Inter-connectedness between financial institutions needs closer monitoring

The Reserve Bank of India (RBI), on Thursday, said that concerns over the asset quality of banks remained elevated and that the growing inter-connectedness between financial institutions warranted closer monitoring of the ‘most connected’ banks.

“An increase in slippage ratios, rise in the quantum of restructured assets and a high rate of growth in non-performing assets (NPAs) relative to credit growth implied that the concerns on asset quality of banks remain elevated,” RBI said in its Financial Stability Report of June 2012.

The gross NPA ratio for scheduled commercial banks (SCBs) increased to 2.9 per cent as at end March 2012 (2.4 per cent at end March 2011).

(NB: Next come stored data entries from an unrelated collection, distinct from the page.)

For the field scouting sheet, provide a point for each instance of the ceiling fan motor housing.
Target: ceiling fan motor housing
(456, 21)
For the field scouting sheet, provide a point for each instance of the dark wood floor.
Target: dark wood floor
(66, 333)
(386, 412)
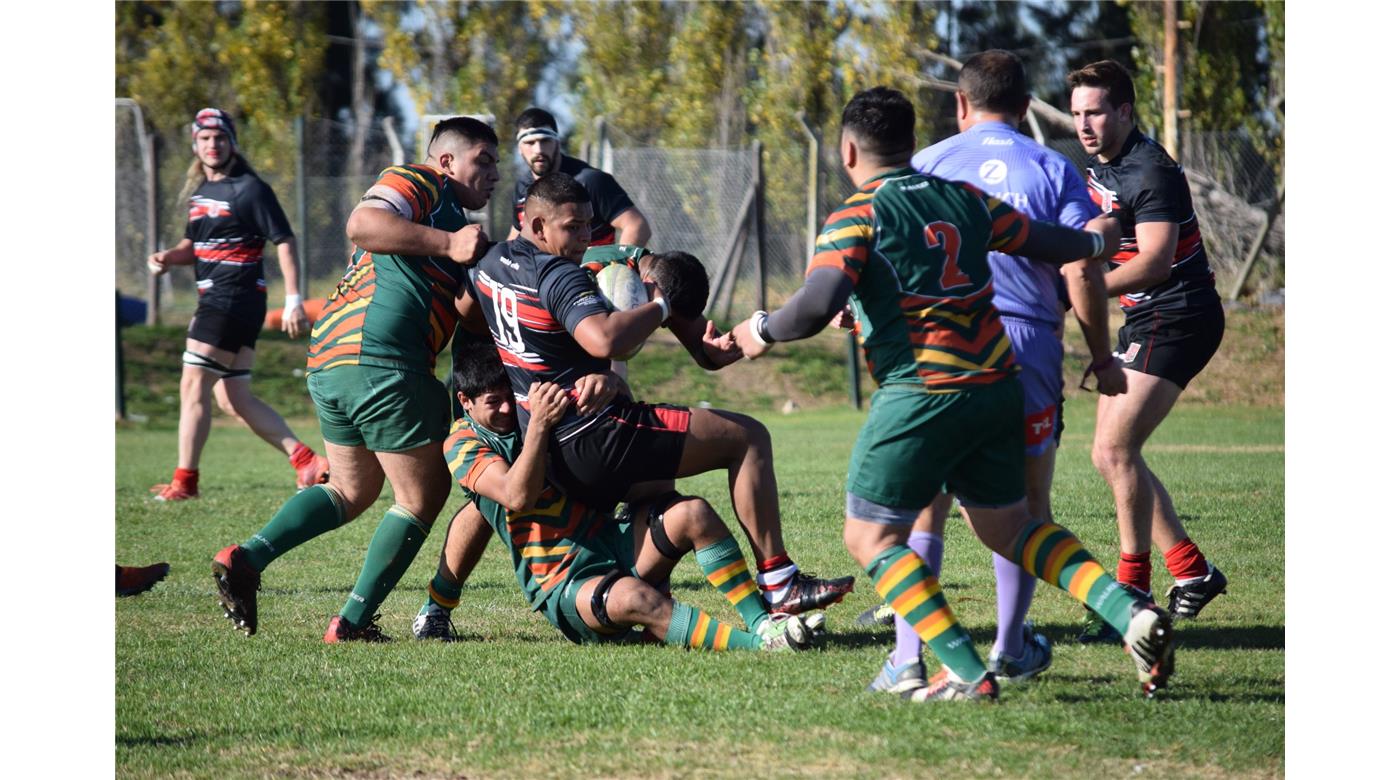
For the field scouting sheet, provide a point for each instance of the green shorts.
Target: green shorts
(380, 409)
(609, 549)
(916, 444)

However, it said the position was not alarming at the current juncture and some comfort was also provided by the strong capital adequacy position of banks.

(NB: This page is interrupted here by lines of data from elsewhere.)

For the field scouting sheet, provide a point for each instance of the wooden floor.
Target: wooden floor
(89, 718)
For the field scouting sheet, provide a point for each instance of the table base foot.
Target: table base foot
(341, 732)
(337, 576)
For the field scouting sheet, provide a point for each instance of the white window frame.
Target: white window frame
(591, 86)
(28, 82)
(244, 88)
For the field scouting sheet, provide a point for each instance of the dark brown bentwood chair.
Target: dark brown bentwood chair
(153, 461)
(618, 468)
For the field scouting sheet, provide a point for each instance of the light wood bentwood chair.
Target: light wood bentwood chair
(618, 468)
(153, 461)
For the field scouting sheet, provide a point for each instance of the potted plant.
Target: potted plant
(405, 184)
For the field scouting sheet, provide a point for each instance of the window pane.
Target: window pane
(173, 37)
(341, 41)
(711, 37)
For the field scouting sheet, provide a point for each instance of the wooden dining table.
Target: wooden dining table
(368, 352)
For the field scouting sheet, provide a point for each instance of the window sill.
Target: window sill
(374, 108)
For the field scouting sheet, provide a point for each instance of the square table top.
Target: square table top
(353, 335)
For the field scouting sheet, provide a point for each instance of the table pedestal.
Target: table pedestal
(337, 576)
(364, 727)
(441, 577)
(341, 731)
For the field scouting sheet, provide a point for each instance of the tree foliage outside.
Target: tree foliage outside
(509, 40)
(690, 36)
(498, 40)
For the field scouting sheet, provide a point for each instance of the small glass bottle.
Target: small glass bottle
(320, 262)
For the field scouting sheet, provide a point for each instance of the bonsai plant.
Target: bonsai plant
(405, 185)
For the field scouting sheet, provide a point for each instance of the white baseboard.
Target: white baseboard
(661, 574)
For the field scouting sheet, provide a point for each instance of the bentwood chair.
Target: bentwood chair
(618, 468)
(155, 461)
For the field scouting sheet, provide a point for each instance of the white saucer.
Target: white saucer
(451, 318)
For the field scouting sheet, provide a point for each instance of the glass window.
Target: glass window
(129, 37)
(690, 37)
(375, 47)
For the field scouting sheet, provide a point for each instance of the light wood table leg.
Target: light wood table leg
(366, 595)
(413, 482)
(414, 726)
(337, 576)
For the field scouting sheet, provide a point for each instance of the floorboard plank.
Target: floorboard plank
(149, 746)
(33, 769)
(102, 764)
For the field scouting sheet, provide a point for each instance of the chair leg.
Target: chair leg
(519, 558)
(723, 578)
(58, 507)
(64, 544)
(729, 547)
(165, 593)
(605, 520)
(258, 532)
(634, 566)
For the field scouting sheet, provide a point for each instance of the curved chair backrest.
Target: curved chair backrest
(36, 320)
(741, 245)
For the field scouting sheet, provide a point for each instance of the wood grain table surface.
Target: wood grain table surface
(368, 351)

“Distress dependencies between banks have been on the rise, as evidenced by the trends in the Banking Stability Measures,” the RBI said.

The analysis of the network of the Indian banking system revealed that the maximum potential loss to the banking system due to the failure of the ‘most connected’ bank had risen during 2011. “These trends would need to be carefully monitored, through rigorous micro-prudential supervision of the ‘more connected’ banks,” it added.

Risks

The rapid growth of NBFCs engaged in lending against gold in recent years could pose risks due to the business model of such companies, concentration of business among a few companies and their growing inter-connectedness with the banking system. These risks were sought to be addressed through various regulatory prescriptions, it said.

The RBI further said that insurance companies and mutual funds were vulnerable to the risk of contagion from the banking system. “Insurance companies and mutual funds are the major lenders in the Indian financial system with banks, especially public sector banks, being the major borrowers.”

Banks, on the other hand, were considerably reliant on borrowings from these entities. As borrowings from mutual funds were largely short-term, the RBI said, “they could engender greater liquidity risks for the banking system.”

The central bank said that potential rating change could impact overseas borrowing of Indian corporates and banks.

The apex bank also said that implications of increasing use of algorithmic and high frequency trading needed to be watched. “Some recent episodes in Indian markets have highlighted the need for a carefully calibrated approach towards technological advancements.